Die slowenische KP verband den Kampf um die Befreiung von den deutschen Okkupanten mit dem Ziel der Vereinigung der slowenisch besiedelten Territorien in einem neuen, föderativen und volksdemokratischen bzw. sozialistischen Staat. Das würde die Angliederung Unterkärntens an den neuen sozialistischen Staat bedeuten, und von der slowenischen Befreiungsfront (OF) wurde das nach dem Krieg auch eine Zeitlang so betrieben. Doch auch die KPÖ hatte jetzt ihr antideutsches, österreichisch-nationales Programm, und ihre Orientierung auf die Wiederherstellung Österreichs in seinen Grenzen vor dem »Anschluss« – entsprechend der Moskauer Deklaration – stand im Widerspruch zur Orientierung der KPS bzw. der OF; das führte gegen Ende des Krieges zwar zu Reibereien, konnte aber überbrückt werden, indem die gemeinsame Orientierung auf den Kampf gegen die Hitlerei in den Vordergrund gerückt wurde. Nach dem Krieg teilte die KPÖ zwar nicht den Standpunkt der Befreiungsfront, duldete jedoch stillschweigend das diesbezügliche Engagement hunderter slowenischer Mitglieder, die der Partei beigetreten waren. Der Widerspruch in den nationalen Orientierungen wurde auf diese Weise gemanagt – aber nicht aufgehoben.
Desaster
Genau mit diesen aus dem antifaschistischen Widerstand zur KPÖ gestoßenen Menschen wurde 1948 im Kominform-Konflikt (volkstümlich: »Stalin-Tito-Konflikt«) gebrochen. Obwohl die KPÖ kein Mitglied des Kominform-Büros war, stellte sie sich auf den Boden der Bukarester Resolution. Mit dieser wurde die jugoslawische KP aus der kommunistischen Gemeinschaft ausgeschlossen. Die Begründungen hatten einen wesentlichen harten Kern: Die selbstbewusste jugoslawische KP wollte die Vormundschaft Stalins bzw. der KPdSU abschütteln.
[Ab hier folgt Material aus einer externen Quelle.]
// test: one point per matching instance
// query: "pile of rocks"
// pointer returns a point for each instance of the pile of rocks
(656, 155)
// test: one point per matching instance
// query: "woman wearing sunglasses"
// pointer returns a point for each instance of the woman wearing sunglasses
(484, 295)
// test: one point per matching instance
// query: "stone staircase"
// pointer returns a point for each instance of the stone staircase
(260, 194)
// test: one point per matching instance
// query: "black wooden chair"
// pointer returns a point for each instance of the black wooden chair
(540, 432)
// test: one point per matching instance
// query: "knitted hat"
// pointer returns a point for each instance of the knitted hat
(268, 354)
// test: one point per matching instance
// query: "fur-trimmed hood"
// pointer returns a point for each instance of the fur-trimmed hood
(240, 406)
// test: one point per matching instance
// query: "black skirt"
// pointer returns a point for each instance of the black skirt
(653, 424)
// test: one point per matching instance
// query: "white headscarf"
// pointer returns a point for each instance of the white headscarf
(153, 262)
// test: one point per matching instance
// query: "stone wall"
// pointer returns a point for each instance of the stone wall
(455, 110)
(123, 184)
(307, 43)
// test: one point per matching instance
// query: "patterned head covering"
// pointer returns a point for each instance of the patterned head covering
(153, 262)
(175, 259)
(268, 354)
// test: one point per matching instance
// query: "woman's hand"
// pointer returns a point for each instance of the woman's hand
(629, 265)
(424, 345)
Hier ist nicht der Platz, die Hintergründe auszuleuchten (mehr dazu unter www.kpoe.at/ bund/dokumente/kominform.htm), sondern lediglich, die Folgen für Kärnten anzureißen: Die Befreiungsfront lehnte den Führungsanspruch der KPÖ ab, ihre Mitglieder bezogen – was sonst – den jugoslawischen Standpunkt, wurden deswegen auf bizarre Weise öffentlich diffamiert, repräsentative Persönlichkeiten des slowenischen Widerstands (Karl Prušnik, Milena Gröblacher und andere) wurden ausgeschlossen, Hunderte slowenische Mitglieder traten wieder aus. Was sich unter großen Opfern an solidarischer Beziehung im Widerstandskampf herausgebildet hatte, ging die Drau hinunter. Misstrauen, nationalistische Vorurteile und Vorbehalte griffen auch in der KPÖ wieder um sich (nicht nur in Kärnten, der Kominform-Konflikt wirkte sich auch in anderen Bundesländern aus), in der slowenischen Linken geschah spiegelbildlich Ähnliches.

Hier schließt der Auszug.